Bei der direkten Anwendung der Physiotherapie gibt es ebenfalls Unterschiede. In der westlichen Welt wird zunächst ein medizinisches Gutachten erstellt. Darauf folgt die eigentliche, wissenschaftlich fundierte Therapie mit starkem Fokus auf aktiven Übungen.

In China hingegen dominiert die Anwendung von wirkenden Mitteln (Wachs-Therapie, Elektrotherapie, Lichttherapie etc.), Massage und passiven Übungen. Das liegt großteils an der alten chinesischen Tradition, dass kranke oder ältere Menschen mit Samthandschuhen angefasst werden müssen und nicht “aktiv” sein sollen.

Welche Probleme ergeben sich daraus?

Ein grundlegendes Problem ist einerseits das mangelnde Verständnis der Bevölkerung für Physiotherapie und andererseits das ungewohnte “westliche” Konzept mit Fokus auf aktiver physischer Beteiligung des Patienten. Während viele Krankenhäuser zwar gerne auf internationale Standards aufrüsten würden, ist ein Teil davon nach wie vor von gewohnten Praktiken (zB Elektrotherapie) überzeugt. Es ist jedoch ein gewisser Trend zu erkennen, dass zunehmend Wert auf westliche Anwendungen gelegt wird, um als ein “modernes” und “hippes” Institut zu gelten.

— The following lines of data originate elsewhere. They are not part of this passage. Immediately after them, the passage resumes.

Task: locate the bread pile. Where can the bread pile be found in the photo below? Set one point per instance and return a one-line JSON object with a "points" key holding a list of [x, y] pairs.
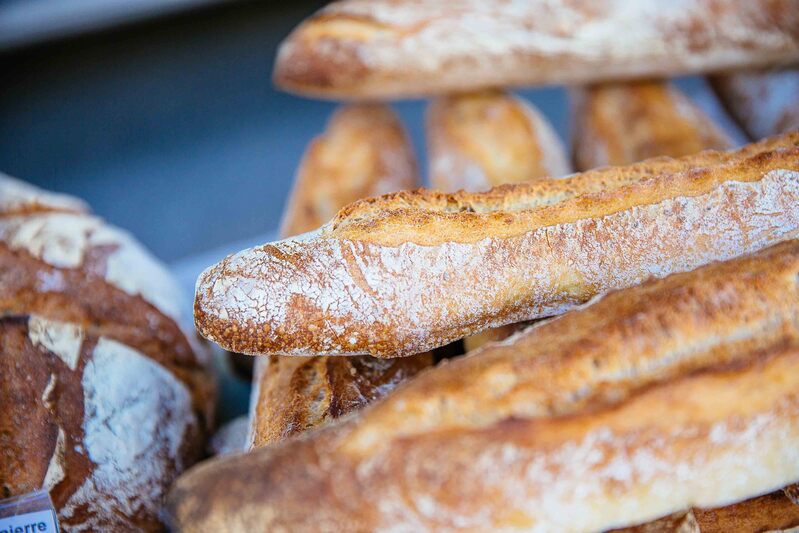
{"points": [[105, 399], [631, 329]]}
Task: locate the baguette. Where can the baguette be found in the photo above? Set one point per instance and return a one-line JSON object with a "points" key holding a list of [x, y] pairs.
{"points": [[389, 49], [479, 140], [621, 123], [771, 512], [637, 406], [404, 273], [363, 152], [763, 102], [104, 399]]}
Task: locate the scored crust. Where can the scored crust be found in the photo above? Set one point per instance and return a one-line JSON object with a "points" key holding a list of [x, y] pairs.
{"points": [[404, 273], [364, 151], [624, 122], [388, 49], [634, 407]]}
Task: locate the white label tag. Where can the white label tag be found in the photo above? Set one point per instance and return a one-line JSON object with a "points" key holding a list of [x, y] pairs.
{"points": [[36, 522]]}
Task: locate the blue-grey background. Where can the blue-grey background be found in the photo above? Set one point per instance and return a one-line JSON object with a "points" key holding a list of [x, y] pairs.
{"points": [[168, 125]]}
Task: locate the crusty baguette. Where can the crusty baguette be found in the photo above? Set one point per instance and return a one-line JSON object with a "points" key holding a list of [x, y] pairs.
{"points": [[620, 123], [403, 273], [294, 394], [363, 152], [764, 102], [478, 140], [771, 512], [677, 393], [387, 49], [103, 398]]}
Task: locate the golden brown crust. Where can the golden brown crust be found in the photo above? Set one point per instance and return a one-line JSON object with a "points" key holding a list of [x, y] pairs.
{"points": [[768, 513], [105, 399], [404, 273], [763, 101], [299, 393], [478, 140], [634, 407], [363, 152], [621, 123], [388, 49]]}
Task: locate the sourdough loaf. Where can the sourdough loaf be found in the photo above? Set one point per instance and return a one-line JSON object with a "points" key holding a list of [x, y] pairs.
{"points": [[677, 393], [387, 49], [105, 398], [403, 273], [620, 123]]}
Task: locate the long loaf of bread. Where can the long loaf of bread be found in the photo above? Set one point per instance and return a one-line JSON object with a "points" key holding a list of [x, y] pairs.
{"points": [[387, 49], [364, 151], [764, 102], [403, 273], [480, 140], [621, 123], [677, 393], [476, 141], [104, 399]]}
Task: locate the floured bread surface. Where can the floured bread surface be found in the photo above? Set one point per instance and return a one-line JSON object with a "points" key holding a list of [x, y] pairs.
{"points": [[389, 49], [675, 394], [106, 398], [765, 102], [18, 197], [364, 151], [620, 123], [404, 273], [480, 140]]}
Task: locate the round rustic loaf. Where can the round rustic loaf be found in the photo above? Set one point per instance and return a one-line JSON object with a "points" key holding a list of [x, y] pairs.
{"points": [[105, 398]]}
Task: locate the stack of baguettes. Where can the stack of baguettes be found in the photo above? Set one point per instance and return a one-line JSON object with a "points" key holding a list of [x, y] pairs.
{"points": [[662, 397]]}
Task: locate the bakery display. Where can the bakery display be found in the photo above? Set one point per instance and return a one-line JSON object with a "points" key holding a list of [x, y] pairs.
{"points": [[764, 102], [634, 407], [479, 140], [619, 123], [105, 398], [363, 152], [391, 49], [773, 512], [404, 273]]}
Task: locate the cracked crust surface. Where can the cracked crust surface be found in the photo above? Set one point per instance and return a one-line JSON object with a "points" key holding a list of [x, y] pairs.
{"points": [[389, 49], [619, 123], [403, 273], [639, 405], [364, 151]]}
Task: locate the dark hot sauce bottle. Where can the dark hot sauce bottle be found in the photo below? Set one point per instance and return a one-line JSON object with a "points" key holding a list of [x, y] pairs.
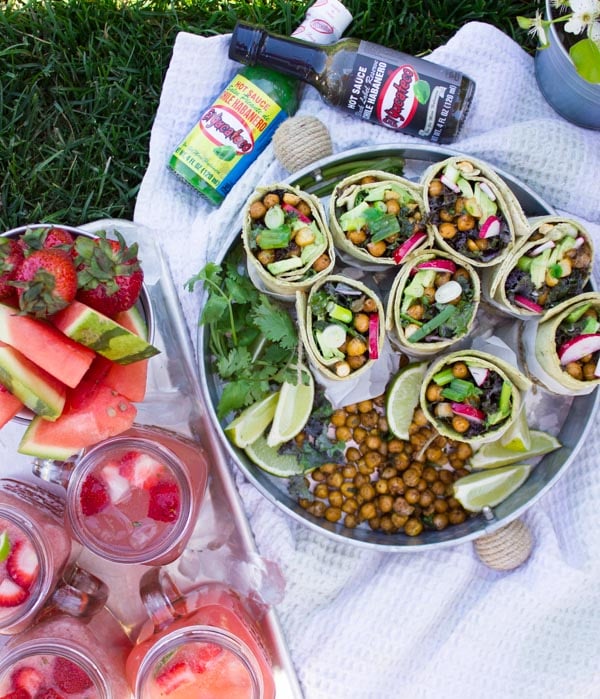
{"points": [[371, 82]]}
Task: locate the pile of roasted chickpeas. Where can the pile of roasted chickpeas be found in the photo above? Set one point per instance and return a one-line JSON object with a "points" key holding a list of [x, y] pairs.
{"points": [[395, 486]]}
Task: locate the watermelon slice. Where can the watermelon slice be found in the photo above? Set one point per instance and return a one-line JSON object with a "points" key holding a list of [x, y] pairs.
{"points": [[9, 405], [102, 334], [45, 346], [130, 380], [104, 414], [34, 387]]}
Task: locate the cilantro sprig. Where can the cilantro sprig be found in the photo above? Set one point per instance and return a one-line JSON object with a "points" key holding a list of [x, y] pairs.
{"points": [[253, 341]]}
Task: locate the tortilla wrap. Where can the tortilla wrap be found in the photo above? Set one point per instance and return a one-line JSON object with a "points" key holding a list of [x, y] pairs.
{"points": [[541, 353], [544, 238], [306, 322], [520, 384], [287, 281], [472, 174], [414, 234], [397, 323]]}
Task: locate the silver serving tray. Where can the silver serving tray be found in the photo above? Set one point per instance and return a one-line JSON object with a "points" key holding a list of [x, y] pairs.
{"points": [[222, 544], [580, 412]]}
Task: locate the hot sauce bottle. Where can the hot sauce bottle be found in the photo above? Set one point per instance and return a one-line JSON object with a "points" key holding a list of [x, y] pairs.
{"points": [[372, 82], [238, 126]]}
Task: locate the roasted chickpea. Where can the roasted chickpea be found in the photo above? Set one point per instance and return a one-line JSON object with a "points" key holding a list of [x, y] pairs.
{"points": [[257, 210]]}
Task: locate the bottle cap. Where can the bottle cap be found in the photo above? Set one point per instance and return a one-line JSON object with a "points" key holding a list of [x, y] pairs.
{"points": [[324, 23]]}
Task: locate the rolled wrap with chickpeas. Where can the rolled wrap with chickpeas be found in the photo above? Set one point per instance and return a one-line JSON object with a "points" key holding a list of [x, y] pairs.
{"points": [[551, 264], [377, 218], [472, 396], [342, 326], [432, 304], [287, 242], [562, 351], [474, 213]]}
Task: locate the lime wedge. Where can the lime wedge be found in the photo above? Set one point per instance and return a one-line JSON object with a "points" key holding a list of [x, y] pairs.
{"points": [[493, 454], [4, 546], [271, 461], [489, 488], [253, 421], [518, 436], [402, 398], [293, 409]]}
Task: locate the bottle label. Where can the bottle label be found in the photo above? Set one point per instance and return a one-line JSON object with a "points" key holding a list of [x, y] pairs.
{"points": [[230, 134], [416, 97]]}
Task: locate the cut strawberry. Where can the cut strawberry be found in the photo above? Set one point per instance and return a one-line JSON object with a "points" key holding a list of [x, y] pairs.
{"points": [[93, 497], [49, 693], [174, 677], [141, 470], [118, 486], [11, 594], [164, 504], [70, 677], [22, 564], [27, 678], [17, 694]]}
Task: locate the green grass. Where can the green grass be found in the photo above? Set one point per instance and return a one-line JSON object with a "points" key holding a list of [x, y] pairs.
{"points": [[81, 81]]}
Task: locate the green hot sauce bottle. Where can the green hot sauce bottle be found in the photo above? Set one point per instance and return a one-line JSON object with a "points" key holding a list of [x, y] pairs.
{"points": [[240, 123], [372, 82]]}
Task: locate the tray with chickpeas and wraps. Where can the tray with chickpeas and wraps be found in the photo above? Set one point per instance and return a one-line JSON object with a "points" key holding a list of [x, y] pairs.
{"points": [[389, 399]]}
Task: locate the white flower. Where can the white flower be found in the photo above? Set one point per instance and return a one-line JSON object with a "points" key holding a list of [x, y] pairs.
{"points": [[585, 12]]}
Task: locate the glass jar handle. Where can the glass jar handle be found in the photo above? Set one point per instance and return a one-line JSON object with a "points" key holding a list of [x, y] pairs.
{"points": [[161, 597], [79, 594], [53, 471]]}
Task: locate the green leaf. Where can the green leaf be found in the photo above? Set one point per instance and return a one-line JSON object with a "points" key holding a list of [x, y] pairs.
{"points": [[585, 54]]}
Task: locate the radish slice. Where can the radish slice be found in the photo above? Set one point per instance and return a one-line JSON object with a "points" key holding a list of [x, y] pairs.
{"points": [[450, 184], [438, 265], [471, 413], [288, 208], [578, 347], [448, 292], [529, 305], [548, 245], [408, 246], [487, 190], [490, 227], [373, 336], [479, 374]]}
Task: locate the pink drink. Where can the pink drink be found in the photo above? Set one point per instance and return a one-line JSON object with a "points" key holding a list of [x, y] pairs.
{"points": [[34, 550], [63, 657], [213, 652], [134, 498]]}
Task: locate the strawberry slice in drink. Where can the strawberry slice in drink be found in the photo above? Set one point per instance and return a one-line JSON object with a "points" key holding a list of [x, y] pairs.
{"points": [[22, 564]]}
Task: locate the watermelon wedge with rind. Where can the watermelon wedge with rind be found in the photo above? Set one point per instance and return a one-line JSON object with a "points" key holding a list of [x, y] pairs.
{"points": [[34, 387], [102, 334], [104, 415], [45, 346], [9, 406]]}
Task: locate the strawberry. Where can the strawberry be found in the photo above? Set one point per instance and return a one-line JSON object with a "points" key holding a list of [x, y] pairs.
{"points": [[93, 497], [46, 282], [11, 258], [17, 694], [55, 237], [70, 677], [48, 693], [109, 275], [27, 678], [11, 594], [174, 677], [22, 564], [164, 504], [141, 470]]}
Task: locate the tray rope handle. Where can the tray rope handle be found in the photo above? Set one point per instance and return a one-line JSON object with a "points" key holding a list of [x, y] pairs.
{"points": [[507, 548], [300, 141]]}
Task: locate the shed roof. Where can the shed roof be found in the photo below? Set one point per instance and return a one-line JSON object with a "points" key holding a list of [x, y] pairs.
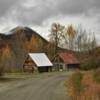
{"points": [[69, 58], [40, 59]]}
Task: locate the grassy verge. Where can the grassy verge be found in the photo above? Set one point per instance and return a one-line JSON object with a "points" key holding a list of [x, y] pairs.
{"points": [[82, 86]]}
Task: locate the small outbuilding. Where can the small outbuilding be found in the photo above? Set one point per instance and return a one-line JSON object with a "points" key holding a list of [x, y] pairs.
{"points": [[65, 61], [37, 62]]}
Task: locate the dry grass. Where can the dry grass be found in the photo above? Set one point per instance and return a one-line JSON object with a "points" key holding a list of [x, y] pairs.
{"points": [[90, 88]]}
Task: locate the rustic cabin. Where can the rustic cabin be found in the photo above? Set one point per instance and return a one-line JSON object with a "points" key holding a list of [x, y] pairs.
{"points": [[65, 61], [37, 62]]}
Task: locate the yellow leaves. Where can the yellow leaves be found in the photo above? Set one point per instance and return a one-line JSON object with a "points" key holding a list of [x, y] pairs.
{"points": [[71, 31]]}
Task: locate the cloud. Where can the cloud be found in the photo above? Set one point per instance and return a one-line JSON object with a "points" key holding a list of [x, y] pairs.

Ein weiteres, nicht zu unterschätzendes Problem ist sowohl die fehlende Anzahl an international standardisierten Ausbildungsprogrammen, als auch der Mangel an qualifizierten Lehrpersonen. So fordert die WCPT, dass die Kernphase des Physiotherapie Studiums von qualifizierten Physiotherapeuten unterrichtet wird und nicht von praktischen Ärzten oder anderweitig ausgebildeten Fachleuten.

Eine ungewisse Zukunft…

China steht noch ein langer Weg bevor, um im Bereich der Physiotherapie an westliches Niveau anschließen zu können. Wir sind auf jeden Fall gespannt, wie sich die Lage in den nächsten Jahren verändern wird. Wird China den westlichen Weg anstreben oder bildet sich ein harmonisches Zusammenleben fernöstlicher Traditionen mit westlicher Wissenschaft?